窗外雨像人慢慢把话拆散,滴在落水口,滴在檐角,滴成可以听的节拍。书房里只亮着一盏台灯,光偏黄,像病人的脸。她坐在钢琴边,手指搭在黑漆上,指尖冷得能见到细纹。
他没有进门的声音,门在他背后自动合上。沉默像厚布,瞬间把空气压低。陆行走到她面前,脚步沉稳,像要把什么东西放下。
苏晚头也不抬,声音柔得像磨砂:“雨停会早。你来晚了。”
陆行的语气短促,像扔石子,“我不爱迟到。”他伸手,停在她锁骨之前,手背的皮肤带着余温。

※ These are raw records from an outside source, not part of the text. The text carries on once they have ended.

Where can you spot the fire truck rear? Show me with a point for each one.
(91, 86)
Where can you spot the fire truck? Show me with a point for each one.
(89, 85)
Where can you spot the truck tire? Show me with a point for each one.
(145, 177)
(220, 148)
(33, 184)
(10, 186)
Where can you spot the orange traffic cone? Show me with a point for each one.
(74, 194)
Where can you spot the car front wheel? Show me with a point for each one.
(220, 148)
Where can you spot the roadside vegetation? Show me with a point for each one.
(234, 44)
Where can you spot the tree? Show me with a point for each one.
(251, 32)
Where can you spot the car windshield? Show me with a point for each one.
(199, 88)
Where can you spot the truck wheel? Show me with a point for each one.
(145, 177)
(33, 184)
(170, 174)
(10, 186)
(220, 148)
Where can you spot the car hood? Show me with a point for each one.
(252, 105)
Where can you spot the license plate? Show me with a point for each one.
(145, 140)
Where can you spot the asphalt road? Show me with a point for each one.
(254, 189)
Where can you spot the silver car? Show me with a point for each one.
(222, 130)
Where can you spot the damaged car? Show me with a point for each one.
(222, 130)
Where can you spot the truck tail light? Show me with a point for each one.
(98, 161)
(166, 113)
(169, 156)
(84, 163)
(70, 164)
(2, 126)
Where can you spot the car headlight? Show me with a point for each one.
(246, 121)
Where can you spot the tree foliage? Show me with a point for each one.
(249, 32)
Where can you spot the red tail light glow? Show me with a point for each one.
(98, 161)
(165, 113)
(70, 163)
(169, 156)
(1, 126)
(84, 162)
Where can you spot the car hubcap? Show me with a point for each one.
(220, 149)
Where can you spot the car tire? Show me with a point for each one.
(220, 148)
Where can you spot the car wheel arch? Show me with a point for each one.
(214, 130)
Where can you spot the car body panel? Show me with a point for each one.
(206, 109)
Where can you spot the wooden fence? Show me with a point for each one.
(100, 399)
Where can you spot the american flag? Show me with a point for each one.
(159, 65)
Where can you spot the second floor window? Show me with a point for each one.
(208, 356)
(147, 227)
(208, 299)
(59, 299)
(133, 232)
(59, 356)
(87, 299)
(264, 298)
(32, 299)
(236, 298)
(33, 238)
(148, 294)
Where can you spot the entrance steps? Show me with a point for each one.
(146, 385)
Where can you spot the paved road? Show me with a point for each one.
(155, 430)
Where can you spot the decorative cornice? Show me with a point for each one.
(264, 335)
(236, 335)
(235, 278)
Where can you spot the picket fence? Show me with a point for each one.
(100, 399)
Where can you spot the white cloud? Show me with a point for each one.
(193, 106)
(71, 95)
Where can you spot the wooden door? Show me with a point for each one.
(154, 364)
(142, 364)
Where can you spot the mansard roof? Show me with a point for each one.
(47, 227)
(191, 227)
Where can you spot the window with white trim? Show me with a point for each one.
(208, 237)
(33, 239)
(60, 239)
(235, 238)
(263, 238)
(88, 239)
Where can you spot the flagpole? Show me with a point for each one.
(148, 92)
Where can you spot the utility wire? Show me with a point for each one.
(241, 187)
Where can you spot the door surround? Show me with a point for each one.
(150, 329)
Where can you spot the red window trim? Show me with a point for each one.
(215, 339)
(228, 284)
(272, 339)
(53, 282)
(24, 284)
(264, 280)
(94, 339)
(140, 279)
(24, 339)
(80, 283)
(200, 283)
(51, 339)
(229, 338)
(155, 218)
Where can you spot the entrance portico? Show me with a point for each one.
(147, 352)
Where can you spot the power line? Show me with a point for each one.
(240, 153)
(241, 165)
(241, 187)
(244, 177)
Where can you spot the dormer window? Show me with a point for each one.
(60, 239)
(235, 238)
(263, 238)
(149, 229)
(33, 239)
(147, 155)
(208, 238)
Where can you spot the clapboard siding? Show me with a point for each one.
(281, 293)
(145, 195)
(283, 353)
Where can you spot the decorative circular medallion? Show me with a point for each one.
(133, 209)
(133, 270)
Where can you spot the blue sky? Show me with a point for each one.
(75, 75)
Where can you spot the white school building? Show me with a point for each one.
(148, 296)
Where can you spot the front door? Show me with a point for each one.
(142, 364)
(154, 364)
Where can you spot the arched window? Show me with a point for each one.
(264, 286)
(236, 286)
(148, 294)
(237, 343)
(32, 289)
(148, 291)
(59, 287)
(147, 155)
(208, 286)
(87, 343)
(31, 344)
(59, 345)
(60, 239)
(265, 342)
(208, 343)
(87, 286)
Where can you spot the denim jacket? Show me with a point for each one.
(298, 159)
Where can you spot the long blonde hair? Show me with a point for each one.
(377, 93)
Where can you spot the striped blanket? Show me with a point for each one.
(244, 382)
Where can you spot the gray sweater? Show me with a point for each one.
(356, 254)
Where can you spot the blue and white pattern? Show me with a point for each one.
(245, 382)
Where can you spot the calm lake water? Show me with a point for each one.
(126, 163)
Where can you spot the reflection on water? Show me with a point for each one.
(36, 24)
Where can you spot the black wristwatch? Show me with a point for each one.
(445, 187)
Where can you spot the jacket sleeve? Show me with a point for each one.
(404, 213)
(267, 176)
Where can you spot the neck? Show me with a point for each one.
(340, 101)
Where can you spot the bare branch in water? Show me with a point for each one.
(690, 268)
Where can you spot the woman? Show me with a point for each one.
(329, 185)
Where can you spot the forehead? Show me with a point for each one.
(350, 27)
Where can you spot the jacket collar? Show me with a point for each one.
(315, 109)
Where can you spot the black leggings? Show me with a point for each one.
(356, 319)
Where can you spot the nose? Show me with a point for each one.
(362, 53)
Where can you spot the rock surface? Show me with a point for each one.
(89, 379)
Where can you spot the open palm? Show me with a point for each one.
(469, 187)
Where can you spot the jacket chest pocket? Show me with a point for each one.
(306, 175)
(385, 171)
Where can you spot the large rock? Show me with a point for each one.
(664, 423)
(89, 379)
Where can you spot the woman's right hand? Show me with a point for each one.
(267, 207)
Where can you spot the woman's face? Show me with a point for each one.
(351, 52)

她吸了一口气,胸口微微起伏。那天灯光把蕾丝的花边投到肌肤上,像浮雕。陆行的手指轻触,先是摸到布,接着是皮,最后是一个不应在那儿的硬物。
他蹙眉。手指按得更深。她没有挣开,只是把下巴抬了抬,好像在允许,也像在挑战。
“是什么?”他问。话很短。他的声音里有一条被拉紧的绳子。
她低头看着他的手,笑里藏着税单的冷静:“你去看看。”
他把蕾丝掀开。那一瞬间,屋里的空气像被刀切过——
一枚小小的铜片缝在她锁骨下的皮里,边缘被细针刺出四个小孔,穿着灰色的线。铜片被擦得微光,刻着两个字母:LX。字迹不整齐,像用很小的工具刻的。
雨停了。灯盏的光把那字母拉长,像刀刻的投影。他的指甲贴在铜片边,手在抖。陆行的嘴唇动了两下,才有声音,“这是……”
她抿了下嘴,像咬碎一粒毫无甜味的药丸:“这是你给别人的。你说过,找不到归处的人,就把名字留在别人的身上。”她的声音变轻,像把陈年信折好放回抽屉。
他翻起眉,“我没给过你。”语气里有不相信,也有想把不相信当成盾牌的急切。
她的笑成了笑话:“你总是把事情说得很笃定。可有时候,笃定是罚单。”她抬手去摸那块铜片,指尖触到皮下的凉意,像触到了一个名字的重量。
门外,阿娇推门进来,脚步生硬,带着湿衣的味道:“少爷,晚饭——”她看见那一幕,停住了。她嘴里有南方口音,“哎哟,这个,是做什么用的?”
屋里沉默了三秒,像因为心脏忘了跳。陆行的眼神挪不开,瞳孔里像装了雨滴。突然他笑了,笑里有点荒谬:“那是你给的。”
苏晚的手指掐住布边,指甲压出小白环,像她压抑的痛。她抬眼,眼里有很小很尖的光:“我借的。”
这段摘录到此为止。